# Phillips Wireless Music Centre



## babydays (2 Mar 2007)

Third attempt at this message!! Aargh.

Posted a while ago about getting husband present of wireless speakers to go in several rooms to run off computer to enable good listening to music  - itunes  - off computer.

It seems what he's really looking for is:

 - system to play itunes music (no CDs)
 - preferably not connected to computer (as have to run computer if want to play music)
 - good legible scrolling system to browse music 
 - ideally could play radio as well/internet or not
- affordable!

After looking around it sounds like the phillips system fits the bill, but it's madly expensive. Are there comparable systems around? Where should I look?

TKS!!


----------



## Pique318 (2 Mar 2007)

Cue Wexfordman...come out come out wherever you are !!!


----------



## Pique318 (2 Mar 2007)

Do a google on:
Opus Octupus
Roku Soundbridge
Nuvo Simplese
Flamingbox
Squeezebox

and the daddy
Sonos


Should help you.

you're really talking about "distributed sound" or part of a bigger scheme of things "home automation"

Also look for "wireless media centres" which can use a NAS (big hard drive basically) to store your tunes and have it hidden in the attic but have it wirelessly connected to a media centre in the sitting room (an XBOX with a package called XBMC can do this...look up Wikipedia to find out more about that)

Wexfordman will tell you about Sonos (think that's the one he has) and if you have enough of the readies, it's probably the one to go for but it ain't cheap.


----------



## Ruam (2 Mar 2007)

Do a search for sonos by Wexfordman and it will tell you all you need to know about sonos.  I bought the system before Christmas and it really is fantastic.

Below is an link to the discussion on various music systems.

http://www.askaboutmoney.com/showthread.php?t=36925&highlight=sonos

Just in case you read this Wexfordman thanks for the advice and recommendation.  It is everything you said it was.


Ruam


----------



## Wexfordman (2 Mar 2007)

I woke up this morning with a feeling in my bones, now I know why!!!

Been trying to post all day to this (nearly in tears!!)

If you are looking at spending bucks on the streamium I would seriously consider going for the sonos, even if it is a bit more pricy, it is far far superior imho. It will do evertyhing the op listed to start off with.

You could start with just 1 or 2 zones and expand further if you want to.

Wexfordman

(could'nt let a post on multiroom go without mentioning sonos could we!!)


----------



## askalot (3 Mar 2007)

The Sonos seems a great bit of kit but one online review, from May 2006, said 

'the system still doesn’t support DRM-protected music files, such as those purchased from Apple’s iTunes Music Store or most Windows Media-based music stores'.

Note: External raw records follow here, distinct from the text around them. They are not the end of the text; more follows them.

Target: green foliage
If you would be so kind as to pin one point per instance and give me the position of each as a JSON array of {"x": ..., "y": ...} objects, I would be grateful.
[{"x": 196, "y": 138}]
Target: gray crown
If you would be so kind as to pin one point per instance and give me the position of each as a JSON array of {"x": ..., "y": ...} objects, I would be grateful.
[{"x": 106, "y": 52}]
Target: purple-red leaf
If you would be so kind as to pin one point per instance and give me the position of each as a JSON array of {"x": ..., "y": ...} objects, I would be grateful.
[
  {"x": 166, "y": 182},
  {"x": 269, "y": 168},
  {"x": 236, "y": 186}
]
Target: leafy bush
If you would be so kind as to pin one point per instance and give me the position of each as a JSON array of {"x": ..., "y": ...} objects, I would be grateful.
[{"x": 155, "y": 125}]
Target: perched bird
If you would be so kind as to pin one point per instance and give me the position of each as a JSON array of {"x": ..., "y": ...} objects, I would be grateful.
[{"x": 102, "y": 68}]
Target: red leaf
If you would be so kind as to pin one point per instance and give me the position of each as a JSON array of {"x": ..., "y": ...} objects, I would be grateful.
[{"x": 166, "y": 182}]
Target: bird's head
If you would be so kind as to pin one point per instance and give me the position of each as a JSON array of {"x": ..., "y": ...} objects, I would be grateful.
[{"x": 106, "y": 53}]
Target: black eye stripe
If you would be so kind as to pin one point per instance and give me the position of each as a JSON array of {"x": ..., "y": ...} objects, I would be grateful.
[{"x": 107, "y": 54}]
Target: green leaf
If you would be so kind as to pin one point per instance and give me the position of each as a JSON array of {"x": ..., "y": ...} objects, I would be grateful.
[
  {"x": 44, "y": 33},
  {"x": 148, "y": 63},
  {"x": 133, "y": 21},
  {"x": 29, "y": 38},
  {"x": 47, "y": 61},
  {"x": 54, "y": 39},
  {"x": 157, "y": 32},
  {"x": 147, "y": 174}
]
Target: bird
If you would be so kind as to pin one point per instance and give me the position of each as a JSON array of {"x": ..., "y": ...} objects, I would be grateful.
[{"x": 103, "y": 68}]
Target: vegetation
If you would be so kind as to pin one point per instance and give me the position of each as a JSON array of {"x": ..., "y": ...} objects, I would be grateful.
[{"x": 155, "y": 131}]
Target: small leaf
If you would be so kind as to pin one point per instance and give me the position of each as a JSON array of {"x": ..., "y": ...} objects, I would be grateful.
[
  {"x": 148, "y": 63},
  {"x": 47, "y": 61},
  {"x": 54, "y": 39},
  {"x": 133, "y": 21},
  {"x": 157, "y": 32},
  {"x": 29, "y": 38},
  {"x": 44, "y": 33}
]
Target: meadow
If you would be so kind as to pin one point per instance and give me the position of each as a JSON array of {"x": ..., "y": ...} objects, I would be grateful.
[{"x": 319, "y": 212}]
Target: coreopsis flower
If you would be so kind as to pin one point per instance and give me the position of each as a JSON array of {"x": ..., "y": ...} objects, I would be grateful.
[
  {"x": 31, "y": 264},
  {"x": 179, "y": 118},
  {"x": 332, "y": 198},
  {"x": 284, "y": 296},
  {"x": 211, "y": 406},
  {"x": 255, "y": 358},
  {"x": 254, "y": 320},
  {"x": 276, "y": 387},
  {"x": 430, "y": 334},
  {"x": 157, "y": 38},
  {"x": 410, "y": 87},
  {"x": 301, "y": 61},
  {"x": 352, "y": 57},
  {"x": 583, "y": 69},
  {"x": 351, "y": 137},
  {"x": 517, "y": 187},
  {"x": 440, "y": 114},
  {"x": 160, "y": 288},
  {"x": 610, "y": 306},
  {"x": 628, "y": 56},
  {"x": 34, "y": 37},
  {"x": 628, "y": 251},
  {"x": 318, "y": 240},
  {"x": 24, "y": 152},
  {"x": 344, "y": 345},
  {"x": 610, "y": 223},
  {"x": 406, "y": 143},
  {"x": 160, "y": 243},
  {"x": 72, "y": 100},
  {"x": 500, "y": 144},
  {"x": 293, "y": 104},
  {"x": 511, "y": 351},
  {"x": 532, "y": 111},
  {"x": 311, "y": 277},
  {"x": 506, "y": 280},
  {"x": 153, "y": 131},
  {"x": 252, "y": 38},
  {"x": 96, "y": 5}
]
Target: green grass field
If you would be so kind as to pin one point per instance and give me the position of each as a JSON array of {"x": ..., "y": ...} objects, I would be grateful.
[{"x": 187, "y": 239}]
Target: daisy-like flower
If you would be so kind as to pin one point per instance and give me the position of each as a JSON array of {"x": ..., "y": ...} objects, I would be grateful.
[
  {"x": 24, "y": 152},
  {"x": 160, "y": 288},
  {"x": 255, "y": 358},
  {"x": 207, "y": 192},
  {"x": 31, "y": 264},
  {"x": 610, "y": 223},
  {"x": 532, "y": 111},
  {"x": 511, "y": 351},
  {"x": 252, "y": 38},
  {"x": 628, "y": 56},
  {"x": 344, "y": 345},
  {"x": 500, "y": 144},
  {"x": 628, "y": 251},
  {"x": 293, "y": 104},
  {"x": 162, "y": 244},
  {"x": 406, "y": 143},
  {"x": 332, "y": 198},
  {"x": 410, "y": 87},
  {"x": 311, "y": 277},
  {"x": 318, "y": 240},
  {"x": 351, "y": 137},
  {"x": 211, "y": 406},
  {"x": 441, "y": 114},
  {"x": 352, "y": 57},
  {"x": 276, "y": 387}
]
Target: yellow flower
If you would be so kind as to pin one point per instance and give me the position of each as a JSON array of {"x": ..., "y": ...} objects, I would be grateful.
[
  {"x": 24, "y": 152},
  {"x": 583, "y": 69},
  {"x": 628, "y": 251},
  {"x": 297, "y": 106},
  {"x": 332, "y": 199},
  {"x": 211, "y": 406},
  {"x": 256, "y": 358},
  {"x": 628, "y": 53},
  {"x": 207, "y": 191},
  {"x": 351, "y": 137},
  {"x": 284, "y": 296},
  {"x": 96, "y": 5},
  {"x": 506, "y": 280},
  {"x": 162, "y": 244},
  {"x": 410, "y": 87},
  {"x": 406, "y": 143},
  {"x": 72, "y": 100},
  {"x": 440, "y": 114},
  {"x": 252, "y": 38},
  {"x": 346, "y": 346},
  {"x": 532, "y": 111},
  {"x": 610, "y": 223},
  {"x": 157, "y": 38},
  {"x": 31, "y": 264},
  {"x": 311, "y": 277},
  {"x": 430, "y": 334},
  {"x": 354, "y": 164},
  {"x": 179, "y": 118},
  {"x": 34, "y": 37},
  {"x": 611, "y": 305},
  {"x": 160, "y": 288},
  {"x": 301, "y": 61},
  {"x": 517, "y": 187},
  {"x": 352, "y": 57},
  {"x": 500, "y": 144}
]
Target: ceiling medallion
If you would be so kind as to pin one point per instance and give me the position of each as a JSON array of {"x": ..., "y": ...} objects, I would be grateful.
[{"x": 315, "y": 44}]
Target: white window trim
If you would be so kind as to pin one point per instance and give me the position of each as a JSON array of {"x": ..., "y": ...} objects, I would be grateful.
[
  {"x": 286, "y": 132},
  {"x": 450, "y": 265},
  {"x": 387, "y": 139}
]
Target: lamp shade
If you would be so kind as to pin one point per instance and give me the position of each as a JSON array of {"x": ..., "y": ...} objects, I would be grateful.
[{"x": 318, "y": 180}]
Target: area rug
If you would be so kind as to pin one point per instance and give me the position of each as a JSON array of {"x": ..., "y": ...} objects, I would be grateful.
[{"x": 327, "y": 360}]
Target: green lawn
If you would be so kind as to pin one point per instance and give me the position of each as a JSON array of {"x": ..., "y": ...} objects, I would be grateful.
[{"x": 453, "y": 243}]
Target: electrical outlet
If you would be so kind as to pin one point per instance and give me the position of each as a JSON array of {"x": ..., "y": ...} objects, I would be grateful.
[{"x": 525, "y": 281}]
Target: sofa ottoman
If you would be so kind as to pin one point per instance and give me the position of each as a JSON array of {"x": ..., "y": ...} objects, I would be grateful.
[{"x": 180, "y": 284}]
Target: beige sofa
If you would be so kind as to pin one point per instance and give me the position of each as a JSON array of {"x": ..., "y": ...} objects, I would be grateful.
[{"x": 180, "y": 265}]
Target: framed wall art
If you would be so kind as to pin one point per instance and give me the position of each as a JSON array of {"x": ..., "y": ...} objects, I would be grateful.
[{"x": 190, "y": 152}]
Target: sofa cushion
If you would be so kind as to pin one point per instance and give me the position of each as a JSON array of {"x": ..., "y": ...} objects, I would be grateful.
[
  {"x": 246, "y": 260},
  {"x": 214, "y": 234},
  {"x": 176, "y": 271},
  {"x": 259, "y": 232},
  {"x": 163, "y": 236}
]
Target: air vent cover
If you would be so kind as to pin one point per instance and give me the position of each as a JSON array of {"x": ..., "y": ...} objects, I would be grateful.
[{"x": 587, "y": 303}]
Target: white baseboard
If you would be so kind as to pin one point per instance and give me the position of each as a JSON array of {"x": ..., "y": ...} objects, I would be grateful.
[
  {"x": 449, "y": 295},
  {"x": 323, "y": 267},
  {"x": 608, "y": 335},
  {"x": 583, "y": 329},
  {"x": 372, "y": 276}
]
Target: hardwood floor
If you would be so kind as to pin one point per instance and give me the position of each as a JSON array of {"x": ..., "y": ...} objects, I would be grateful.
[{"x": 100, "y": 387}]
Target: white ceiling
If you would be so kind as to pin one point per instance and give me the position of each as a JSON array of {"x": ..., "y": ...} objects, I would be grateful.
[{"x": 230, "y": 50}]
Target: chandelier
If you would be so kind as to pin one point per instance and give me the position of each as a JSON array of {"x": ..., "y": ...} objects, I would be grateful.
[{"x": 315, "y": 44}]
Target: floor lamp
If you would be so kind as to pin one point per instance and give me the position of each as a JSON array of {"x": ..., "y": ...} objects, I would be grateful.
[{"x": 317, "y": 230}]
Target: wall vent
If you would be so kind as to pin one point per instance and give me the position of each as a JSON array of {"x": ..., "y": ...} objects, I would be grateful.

Full article is here :  http://playlistmag.com/reviews/2006/05/zp80/index.php

If so, it would seem that it is not the solution the OP was hoping for.


----------



## jrewing (3 Mar 2007)

There is a company called i-Homes [broken link removed] who install these systems. I recently saw a showhouse in Ennis which was completed fitted out.

No affiliation.


----------



## babydays (3 Mar 2007)

Thanks a LOT for the replies. Thanks Ruam for the link to the previous post - Sonos.

The Sonos system looks just like the answer to our search. BUT it is too pricey for now (approx E1,200 - but for a beautiful system!). Considering the Phillips Wireless started at E1,000 1 or 2 yrs ago and is now E500 I think we're going to have to wait a couple of years until these things become more mainstream. 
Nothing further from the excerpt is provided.